From: Peter Zijlstra <a.p.zijlstra@chello.nl>
To: linux-mm@kvack.org
Cc: Rik van Riel <riel@redhat.com>,
Marcelo Tosatti <marcelo.tosatti@cyclades.com>,
Rahul Iyer <rni@andrew.cmu.edu>
Subject: Zoned CART
Date: Fri, 12 Aug 2005 16:37:09 +0200 [thread overview]
Message-ID: <1123857429.14899.59.camel@twins> (raw)
[-- Attachment #1: Type: text/plain, Size: 2183 bytes --]
Hi All,
I've been thinking on how to implement a zoned CART; and I think I have
found a nice concept.
My ideas are based on the initial cart patch by Rahul and the
non-resident code of Rik.
For a zoned page replacement algorithm we have per zone resident list(s)
and global non-resident list(s).

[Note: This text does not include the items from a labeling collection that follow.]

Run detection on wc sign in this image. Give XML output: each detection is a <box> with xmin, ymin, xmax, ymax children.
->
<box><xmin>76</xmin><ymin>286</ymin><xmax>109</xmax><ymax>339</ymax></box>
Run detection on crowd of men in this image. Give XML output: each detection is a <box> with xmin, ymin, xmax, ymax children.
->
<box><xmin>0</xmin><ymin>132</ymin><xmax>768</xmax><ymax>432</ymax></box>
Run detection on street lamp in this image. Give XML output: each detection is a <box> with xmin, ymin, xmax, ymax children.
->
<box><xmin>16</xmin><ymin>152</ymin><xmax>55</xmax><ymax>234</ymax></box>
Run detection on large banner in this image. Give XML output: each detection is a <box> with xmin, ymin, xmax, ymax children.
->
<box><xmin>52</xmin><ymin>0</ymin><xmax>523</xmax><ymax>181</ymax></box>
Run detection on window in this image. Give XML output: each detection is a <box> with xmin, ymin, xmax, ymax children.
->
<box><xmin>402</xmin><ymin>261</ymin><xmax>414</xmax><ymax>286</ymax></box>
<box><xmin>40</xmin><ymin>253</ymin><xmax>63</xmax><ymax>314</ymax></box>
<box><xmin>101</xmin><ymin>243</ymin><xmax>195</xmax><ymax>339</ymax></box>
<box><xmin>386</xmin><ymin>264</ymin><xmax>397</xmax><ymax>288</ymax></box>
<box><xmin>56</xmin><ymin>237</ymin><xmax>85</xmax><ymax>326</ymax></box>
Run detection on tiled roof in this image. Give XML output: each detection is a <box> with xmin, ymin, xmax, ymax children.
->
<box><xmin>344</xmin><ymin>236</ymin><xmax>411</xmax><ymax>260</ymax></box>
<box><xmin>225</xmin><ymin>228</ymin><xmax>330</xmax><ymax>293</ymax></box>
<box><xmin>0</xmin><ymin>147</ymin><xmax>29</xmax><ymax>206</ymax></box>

CART specific we would have a T1_i and
T2_i, where 0 <= i <= nr_zones, and global B1 and B2 lists.
Because B1 and B2 are variable size and the B1_i target size q_i is zone
specific we need some tricks. However since |B1| + |B2| = c we could get
away with a single hash_table of c entries if we can manage to balance
the entries within.
I propose to do this by using a 2 hand bucket and using the 2 MSB of the
cookie (per bucket uniqueness; 30 bits of uniqueness should be enough on
a ~64 count bucket). The cookies MSB is used to distinguish B1/B2 and
the MSB-1 is used for the filter bit.
Let us denote the buckets with the subscript j: |B1_j| + |B2_j| = c_j.
Each hand keeps a FIFO for its corresponding type: B1/B2; eg. rotating
H1_j will select the next oldest B1_j page for removal.

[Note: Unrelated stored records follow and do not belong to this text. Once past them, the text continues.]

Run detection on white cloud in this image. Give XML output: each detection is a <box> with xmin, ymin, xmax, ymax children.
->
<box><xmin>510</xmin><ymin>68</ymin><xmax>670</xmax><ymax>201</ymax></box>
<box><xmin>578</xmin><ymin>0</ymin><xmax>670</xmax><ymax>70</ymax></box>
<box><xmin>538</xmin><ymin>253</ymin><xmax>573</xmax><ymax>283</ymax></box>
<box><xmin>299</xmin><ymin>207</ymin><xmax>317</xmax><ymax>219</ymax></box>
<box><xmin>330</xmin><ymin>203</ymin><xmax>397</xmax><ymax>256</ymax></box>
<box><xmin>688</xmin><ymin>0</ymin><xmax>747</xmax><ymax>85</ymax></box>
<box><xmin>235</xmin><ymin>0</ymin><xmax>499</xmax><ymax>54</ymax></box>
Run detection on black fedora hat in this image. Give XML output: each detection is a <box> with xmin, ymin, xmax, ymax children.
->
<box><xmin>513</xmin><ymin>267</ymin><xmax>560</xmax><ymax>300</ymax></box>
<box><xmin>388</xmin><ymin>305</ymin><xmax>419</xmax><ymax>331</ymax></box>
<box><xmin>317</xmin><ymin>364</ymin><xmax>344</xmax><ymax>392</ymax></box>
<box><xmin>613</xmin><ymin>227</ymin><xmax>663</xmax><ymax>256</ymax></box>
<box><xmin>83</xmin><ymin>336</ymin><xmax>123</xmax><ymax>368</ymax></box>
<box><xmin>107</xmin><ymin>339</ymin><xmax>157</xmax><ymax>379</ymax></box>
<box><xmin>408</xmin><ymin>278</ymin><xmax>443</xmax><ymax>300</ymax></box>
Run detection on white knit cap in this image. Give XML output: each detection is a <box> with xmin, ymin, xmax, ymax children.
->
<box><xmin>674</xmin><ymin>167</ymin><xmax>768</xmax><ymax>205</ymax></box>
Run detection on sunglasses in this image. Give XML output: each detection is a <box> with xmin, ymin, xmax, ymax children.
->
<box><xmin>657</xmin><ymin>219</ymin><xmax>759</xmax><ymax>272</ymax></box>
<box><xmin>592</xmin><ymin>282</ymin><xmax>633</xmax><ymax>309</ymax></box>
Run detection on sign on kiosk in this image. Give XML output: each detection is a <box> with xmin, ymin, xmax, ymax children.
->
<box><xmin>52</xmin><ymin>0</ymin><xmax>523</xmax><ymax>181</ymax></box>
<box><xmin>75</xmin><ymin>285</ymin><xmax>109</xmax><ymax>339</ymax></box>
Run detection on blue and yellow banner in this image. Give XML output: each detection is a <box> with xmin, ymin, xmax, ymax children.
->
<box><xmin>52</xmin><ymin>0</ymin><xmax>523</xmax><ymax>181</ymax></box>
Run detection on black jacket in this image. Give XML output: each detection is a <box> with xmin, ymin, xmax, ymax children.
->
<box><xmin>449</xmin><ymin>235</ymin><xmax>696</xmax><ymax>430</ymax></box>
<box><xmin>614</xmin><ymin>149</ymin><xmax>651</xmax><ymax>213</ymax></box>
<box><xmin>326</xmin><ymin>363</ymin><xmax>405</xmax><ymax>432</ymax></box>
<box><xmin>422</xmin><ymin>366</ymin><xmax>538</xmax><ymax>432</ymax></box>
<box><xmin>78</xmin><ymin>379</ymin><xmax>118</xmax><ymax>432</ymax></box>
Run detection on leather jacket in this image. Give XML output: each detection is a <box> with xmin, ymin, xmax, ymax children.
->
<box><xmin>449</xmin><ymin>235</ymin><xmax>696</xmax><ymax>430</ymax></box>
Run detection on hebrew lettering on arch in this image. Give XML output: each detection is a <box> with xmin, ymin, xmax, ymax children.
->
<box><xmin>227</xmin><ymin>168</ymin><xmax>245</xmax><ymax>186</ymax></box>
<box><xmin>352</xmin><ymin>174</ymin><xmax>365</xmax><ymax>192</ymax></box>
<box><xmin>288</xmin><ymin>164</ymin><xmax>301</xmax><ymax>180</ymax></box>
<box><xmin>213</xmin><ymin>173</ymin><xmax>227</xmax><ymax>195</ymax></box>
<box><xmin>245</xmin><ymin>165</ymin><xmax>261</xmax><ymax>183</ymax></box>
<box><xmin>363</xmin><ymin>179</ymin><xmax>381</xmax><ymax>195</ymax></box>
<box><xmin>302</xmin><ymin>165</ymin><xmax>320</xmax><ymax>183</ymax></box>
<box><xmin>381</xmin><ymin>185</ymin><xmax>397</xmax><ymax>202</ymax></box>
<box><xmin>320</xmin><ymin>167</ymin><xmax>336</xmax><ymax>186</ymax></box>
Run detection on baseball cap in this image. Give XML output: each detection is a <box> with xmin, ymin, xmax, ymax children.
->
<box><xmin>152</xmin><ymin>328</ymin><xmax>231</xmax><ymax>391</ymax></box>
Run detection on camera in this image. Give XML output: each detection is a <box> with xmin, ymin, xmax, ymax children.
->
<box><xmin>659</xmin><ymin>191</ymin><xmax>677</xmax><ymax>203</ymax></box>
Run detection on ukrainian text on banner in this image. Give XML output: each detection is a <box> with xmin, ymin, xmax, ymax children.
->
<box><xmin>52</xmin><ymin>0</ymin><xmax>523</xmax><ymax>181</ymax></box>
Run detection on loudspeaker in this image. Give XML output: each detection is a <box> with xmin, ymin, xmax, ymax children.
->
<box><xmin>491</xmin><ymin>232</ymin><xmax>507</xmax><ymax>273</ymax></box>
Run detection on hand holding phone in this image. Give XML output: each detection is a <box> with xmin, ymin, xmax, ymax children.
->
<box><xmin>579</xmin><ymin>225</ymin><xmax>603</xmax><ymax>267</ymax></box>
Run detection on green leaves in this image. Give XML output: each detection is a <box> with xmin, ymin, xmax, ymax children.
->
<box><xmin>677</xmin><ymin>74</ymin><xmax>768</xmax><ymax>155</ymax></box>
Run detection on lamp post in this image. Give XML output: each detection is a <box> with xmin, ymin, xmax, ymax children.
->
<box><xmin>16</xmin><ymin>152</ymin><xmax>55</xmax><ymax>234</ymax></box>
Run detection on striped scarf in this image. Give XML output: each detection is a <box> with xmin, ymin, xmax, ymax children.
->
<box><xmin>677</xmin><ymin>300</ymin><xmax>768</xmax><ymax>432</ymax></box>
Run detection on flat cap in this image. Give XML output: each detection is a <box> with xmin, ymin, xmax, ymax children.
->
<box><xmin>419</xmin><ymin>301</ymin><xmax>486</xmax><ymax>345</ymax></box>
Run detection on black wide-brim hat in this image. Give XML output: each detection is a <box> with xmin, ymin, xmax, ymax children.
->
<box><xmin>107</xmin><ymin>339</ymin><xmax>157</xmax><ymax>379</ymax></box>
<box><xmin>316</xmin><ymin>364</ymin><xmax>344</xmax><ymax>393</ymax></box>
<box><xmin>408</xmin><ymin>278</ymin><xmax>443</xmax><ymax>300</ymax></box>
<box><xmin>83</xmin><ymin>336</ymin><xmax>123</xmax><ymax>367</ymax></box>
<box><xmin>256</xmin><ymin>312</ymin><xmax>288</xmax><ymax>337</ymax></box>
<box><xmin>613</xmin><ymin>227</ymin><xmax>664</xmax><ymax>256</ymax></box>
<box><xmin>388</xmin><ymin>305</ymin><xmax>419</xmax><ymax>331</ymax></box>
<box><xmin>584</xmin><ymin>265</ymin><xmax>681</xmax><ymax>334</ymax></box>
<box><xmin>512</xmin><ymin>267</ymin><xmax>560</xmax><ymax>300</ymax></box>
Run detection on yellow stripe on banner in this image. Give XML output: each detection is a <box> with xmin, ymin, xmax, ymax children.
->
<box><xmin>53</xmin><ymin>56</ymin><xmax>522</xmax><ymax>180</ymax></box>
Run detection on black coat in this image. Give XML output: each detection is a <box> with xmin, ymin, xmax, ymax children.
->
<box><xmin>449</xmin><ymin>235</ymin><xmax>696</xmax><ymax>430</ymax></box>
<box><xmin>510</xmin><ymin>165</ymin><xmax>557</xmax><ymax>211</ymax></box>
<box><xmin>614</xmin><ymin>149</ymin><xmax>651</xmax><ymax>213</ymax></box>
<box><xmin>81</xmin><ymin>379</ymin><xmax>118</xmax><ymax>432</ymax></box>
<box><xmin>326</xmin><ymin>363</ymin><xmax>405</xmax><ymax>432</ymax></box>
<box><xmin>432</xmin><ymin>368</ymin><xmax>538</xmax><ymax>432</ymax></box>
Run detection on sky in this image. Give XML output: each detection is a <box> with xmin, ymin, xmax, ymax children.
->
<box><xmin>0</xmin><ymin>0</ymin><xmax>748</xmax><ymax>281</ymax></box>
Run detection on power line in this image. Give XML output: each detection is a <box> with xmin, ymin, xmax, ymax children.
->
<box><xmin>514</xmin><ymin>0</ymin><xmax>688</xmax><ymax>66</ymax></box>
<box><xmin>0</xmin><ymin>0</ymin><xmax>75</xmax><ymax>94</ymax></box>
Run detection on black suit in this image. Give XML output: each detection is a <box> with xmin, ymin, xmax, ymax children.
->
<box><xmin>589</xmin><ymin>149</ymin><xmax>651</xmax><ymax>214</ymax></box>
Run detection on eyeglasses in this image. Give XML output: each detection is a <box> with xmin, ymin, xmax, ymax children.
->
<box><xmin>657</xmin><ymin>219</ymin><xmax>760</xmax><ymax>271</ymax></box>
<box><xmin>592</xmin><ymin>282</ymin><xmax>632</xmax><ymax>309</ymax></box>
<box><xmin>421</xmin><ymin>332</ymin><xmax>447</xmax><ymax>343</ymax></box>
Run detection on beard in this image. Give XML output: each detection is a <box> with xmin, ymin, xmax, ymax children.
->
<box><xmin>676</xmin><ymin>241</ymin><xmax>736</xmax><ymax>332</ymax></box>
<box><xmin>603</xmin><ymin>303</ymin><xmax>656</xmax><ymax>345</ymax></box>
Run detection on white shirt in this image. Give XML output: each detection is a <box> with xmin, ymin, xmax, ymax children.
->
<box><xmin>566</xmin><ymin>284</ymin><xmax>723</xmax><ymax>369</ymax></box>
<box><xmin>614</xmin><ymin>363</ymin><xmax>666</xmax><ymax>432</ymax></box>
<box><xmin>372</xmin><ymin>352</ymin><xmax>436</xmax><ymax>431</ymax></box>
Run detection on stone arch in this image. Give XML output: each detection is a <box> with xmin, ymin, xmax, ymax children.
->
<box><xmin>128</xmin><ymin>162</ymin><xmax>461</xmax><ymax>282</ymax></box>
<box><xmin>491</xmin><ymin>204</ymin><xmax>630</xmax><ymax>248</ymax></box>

We need to balance the per zone values:
T1_i, T2_i, |T1_i|, |T2_i|
p_i, Ns_i, Nl_i
|B1_i|, |B2_i|, q_i
agains the per bucket values:
B1_j, B2_j.
This can be done with two simple modifications to the algorithm:
- explicitly keep |B1_i| and |B2_i| - needed for the p,q targets
- merge the history replacement (lines 6-10) in the replace (lines
36-40) code so that: adding the new MRU page and removing the old LRU
page becomes one action.
This will keep:
|B1_j| |B1| Sum^i(|B1_i|)
-------- ~ ------ = -------------
|B2_j| |B2| Sum^i(|B2_i|)
however it will violate strict FIFO order within the buckets; although I
guess it won't be too bad.
This approach does away with explicitly keeping the FIFO lists for the
non-resident pages and merges them.
Attached is a modification of rik his non-resident code that implements
the buckets described herein.
I shall attempt to merge this code into the Rahuls new cart-patch-2 if
you guys don't see any big problems with the approach, or beat me to it.
Kind regards,
--
Peter Zijlstra <a.p.zijlstra@chello.nl>
[-- Attachment #2: nonresident-pages.patch --]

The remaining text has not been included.